Hamdi Ulukaya'nın sahibi olduğu Chobani, ABD'de yoğurdu "Greek Yogurt" adıyla pazarlayarak yıllardır Türk kültürel mirasını sistematik biçimde silikleştiriyor. Türk kelimesini ağzına almaktan çekinen, "Türkiye bombalıyor" gibi açıklamalarla gündeme gelen bu isim şimdi Atatürk'ün imzasını taşıyan bir formanın tam ortasında.
Bu sadece bir ekonomik iş birliği midir? Hayır. Bu, çok daha organize bir anlatının parçasıdır. "Türk" kimliğini törpüleyen, "Türkiye'den ama Türk olmayan" yeni bir imajı uluslararası arenada meşrulaştıran bir stratejinin taşlarından biridir bu anlaşma. Ve Fenerbahçe bu stratejinin gönüllü oyuncusu mu, yoksa bilmeden aleti mi, işte asıl soru budur.
Hatırlayın, çözüm süreci denilen eski masal önce duygularla, sonra dizilerle, sonra barış türküsüyle geldi. Şimdi o sürecin yeni sahnesi belki de yoğurt kovasından mayalanıyor.

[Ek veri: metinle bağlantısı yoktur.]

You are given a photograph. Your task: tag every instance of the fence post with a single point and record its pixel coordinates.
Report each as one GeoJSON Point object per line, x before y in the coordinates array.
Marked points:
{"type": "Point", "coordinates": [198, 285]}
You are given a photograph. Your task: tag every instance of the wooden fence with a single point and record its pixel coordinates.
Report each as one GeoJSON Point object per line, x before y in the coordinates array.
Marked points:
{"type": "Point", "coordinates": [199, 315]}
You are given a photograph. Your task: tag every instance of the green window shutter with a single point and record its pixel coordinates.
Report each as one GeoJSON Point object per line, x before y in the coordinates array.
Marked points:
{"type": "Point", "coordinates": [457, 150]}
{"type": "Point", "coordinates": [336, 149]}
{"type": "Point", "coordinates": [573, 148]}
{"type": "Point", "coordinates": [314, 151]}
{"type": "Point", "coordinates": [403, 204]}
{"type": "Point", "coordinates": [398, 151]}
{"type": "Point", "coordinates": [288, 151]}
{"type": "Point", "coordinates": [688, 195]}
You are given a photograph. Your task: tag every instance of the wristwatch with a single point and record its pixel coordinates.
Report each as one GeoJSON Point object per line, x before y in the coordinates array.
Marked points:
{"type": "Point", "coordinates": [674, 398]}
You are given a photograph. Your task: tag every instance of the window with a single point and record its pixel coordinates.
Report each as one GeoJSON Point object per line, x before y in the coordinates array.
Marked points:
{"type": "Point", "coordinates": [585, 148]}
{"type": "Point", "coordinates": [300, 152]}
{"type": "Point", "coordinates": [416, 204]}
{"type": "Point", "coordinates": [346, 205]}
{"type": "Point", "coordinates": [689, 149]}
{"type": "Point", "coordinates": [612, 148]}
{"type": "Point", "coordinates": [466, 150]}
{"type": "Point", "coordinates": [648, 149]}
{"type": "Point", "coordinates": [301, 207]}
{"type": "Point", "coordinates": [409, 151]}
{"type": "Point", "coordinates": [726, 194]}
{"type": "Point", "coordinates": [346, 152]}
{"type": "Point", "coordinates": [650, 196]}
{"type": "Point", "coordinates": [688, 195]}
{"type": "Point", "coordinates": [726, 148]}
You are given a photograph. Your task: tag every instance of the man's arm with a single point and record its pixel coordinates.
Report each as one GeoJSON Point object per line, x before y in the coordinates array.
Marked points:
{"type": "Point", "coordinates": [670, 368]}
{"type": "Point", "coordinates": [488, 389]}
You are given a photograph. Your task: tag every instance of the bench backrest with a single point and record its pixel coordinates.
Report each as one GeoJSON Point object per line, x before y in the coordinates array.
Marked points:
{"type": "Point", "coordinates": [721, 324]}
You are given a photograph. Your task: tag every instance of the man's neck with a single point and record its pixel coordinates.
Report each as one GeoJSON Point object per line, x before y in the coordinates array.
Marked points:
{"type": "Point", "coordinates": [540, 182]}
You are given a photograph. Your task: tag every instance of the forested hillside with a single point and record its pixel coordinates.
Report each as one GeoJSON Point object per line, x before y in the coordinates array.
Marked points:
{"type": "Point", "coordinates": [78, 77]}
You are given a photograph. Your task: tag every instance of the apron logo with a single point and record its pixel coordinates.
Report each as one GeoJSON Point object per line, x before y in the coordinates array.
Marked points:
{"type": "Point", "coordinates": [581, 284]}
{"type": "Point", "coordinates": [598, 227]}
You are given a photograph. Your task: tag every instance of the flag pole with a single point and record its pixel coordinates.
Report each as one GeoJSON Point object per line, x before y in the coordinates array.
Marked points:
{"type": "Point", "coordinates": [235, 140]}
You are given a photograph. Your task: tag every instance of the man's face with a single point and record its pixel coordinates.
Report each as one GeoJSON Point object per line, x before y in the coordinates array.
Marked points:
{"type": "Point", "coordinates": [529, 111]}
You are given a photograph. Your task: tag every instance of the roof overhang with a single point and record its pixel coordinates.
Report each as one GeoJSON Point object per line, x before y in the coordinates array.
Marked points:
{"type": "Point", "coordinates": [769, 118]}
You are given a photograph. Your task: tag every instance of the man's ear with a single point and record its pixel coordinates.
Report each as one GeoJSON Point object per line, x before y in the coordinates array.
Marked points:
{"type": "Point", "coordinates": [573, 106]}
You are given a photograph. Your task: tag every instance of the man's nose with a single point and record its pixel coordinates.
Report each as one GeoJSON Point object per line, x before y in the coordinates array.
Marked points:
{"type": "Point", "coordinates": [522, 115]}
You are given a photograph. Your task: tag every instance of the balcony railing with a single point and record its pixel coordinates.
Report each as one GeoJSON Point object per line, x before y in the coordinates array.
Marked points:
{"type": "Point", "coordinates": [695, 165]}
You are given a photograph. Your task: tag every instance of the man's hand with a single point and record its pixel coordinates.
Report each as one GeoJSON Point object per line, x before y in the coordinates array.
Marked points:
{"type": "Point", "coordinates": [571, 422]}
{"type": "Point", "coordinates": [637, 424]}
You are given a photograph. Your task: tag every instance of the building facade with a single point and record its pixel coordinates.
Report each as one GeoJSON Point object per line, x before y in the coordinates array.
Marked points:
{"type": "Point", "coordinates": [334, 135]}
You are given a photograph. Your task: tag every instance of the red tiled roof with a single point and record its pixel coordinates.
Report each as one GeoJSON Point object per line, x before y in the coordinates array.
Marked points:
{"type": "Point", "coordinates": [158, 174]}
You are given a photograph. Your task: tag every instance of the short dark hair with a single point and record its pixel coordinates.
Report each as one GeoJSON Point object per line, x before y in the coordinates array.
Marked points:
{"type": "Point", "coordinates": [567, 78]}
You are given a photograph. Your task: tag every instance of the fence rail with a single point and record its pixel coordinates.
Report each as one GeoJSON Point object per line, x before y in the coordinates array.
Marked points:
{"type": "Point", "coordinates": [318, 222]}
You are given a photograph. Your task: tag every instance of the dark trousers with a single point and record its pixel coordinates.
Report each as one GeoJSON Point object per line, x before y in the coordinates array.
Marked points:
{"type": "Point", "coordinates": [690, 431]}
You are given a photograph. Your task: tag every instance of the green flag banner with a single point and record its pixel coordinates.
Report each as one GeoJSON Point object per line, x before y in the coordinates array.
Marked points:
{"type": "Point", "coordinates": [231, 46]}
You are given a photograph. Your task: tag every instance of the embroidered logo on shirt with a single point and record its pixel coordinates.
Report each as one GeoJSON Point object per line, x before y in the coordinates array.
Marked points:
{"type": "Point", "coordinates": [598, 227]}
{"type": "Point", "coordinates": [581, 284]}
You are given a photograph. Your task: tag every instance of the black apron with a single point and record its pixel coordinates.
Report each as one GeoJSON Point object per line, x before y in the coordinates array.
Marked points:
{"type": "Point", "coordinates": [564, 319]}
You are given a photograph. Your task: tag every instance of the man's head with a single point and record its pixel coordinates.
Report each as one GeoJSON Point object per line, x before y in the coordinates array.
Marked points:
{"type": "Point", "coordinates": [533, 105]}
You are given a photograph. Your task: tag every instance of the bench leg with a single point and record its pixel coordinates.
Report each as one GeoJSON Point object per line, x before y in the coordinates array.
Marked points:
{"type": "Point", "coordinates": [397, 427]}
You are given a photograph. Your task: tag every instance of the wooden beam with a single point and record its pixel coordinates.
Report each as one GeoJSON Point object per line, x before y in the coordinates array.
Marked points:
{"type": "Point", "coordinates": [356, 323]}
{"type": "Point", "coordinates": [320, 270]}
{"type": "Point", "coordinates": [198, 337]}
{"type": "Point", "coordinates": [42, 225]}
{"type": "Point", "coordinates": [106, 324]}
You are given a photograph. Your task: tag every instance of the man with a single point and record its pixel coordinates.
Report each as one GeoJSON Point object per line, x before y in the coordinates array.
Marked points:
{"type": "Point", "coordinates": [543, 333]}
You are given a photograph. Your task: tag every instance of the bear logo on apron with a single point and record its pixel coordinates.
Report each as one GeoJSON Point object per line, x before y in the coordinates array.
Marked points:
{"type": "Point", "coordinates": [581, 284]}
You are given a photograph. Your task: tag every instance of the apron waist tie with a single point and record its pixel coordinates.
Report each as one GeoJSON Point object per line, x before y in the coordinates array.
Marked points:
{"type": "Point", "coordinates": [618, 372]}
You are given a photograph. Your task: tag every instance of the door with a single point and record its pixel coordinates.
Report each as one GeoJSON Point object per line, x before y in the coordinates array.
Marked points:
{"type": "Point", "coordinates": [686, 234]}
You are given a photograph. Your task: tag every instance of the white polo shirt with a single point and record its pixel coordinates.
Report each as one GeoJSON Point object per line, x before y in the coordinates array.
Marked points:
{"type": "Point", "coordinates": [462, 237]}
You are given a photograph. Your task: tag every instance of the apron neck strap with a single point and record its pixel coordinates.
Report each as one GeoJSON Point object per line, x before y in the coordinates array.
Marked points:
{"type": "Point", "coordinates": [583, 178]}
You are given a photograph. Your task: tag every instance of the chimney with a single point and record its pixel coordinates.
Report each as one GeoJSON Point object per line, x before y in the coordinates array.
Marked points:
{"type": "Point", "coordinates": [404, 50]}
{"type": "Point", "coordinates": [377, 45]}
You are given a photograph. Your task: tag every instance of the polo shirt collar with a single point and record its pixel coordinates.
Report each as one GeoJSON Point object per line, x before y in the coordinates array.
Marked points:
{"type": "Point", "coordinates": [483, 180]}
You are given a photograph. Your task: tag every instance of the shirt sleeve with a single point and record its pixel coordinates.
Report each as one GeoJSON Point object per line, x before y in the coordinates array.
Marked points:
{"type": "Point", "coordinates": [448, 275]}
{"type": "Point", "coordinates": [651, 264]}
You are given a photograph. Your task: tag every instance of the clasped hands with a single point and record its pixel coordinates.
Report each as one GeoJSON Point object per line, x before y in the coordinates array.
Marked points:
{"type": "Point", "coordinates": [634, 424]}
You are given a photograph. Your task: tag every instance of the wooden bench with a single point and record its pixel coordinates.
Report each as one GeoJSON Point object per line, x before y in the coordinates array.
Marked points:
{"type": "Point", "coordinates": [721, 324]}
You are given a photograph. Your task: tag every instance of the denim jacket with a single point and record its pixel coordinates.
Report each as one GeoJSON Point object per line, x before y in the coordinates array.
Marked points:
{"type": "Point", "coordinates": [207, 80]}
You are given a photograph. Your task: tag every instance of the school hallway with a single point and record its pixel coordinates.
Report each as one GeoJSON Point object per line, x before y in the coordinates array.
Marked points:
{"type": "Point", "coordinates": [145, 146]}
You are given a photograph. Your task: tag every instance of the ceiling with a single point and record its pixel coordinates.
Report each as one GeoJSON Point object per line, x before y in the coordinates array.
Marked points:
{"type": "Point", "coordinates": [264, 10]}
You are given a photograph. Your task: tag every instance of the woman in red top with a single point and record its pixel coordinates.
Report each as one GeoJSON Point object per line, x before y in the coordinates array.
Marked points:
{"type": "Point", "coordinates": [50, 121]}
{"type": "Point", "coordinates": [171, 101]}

Kültürel hegemonya artık tankla tüfekle değil, forma reklamlarıyla kuruluyor.
Fenerbahçe, milyonların gönlünde sadece bir kulüp değil, bir kimliktir. Atatürk imzası o formaya sadece mürekkep değil, idealdir. Ve şimdi o ideali çürüten bir marka, o formanın göğsünde yükseliyor.
Sormak zorundayız: Bu sürece gerçekten sponsor mu olunuyor, yoksa bir çözüm tiyatrosunun locasında mıyız?
Bu yazılan senaryo, formaya değil tarihe sızmıştır.